Creamy salmon with spanish accents

Viva España! This recipe with Iberian accents is sure to leave you with a taste for travel. Pair the grilled salmon and romesco creamy sauce with a small green salad and you’ve got the makings of a sublime culinary moment.
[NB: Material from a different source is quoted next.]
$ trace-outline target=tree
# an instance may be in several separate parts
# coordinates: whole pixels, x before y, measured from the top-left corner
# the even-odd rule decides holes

This sauce also pairs well with pasta and sandwiches, and it can even stand alone as a dip.

Ingredients

THE ROMESCO SAUCE

  • 2 tomatoes, halved
  • ⅓ cup (80 ml) almonds
  • 1 clove garlic
  • ⅓ cup (80 ml) dry bread
  • ¼ tsp (1 ml) cayenne pepper
  • 2 roasted red peppers (piquillos)
  • 2 tsp (10 ml)sherry vinegar
  • 1 cup (243 g) Olympic Krema plain yogurt

THE SALMON

  • 27 oz (800 g) fresh salmon fillet
  • 2 tbsp (30 ml) Mycryo cocoa butter
  • ⅓ cup (90 ml) romesco sauce
  • Olive oil
  • Salt and pepper, to taste

THE ARUGULA

  • 2 cups (500 ml) arugula, washed and drained
  • 1 tsp (5 ml) white balsamic vinegar
  • Salt and pepper, to taste
  • 1 tbsp (15 ml) olive oil

Preparation

THE ROMESCO SAUCE

  1. Preheat oven to 180°C (350°F), with the grill in the center.
  2. On a baking dish, cook the tomatoes, cut side down, for about 25 minutes.
  3. Remove the tomatoes from the oven and press them into a colander to recover the pulp.
  4. Place the tomato pulp and the remaining ingredients in a food processor and process until a uniform consistency is achieved.
  5. Combine the romesco sauce and yogurt in a bowl.

THE SALMON

  1. Preheat the oven to 230°C (450°F), with the grill in the center.
  2. Sprinkle the Mycryo butter onto the salmon.
  3. Sear the salmon in a hot non-stick frying pan, 2 minutes on each side.
  4. Place the salmon on a baking dish, evenly top with the prepared sauce, and bake for 6 minutes.

THE ARUGULA SALAD

  1. Meanwhile, for the vinaigrette, vigorously combine the balsamic vinegar with a pinch of salt and pepper, gradually adding the olive oil.
  2. Just before serving, drizzle the vinaigrette over the salad and toss.
  3. Serve the salmon with the seasoned arugula.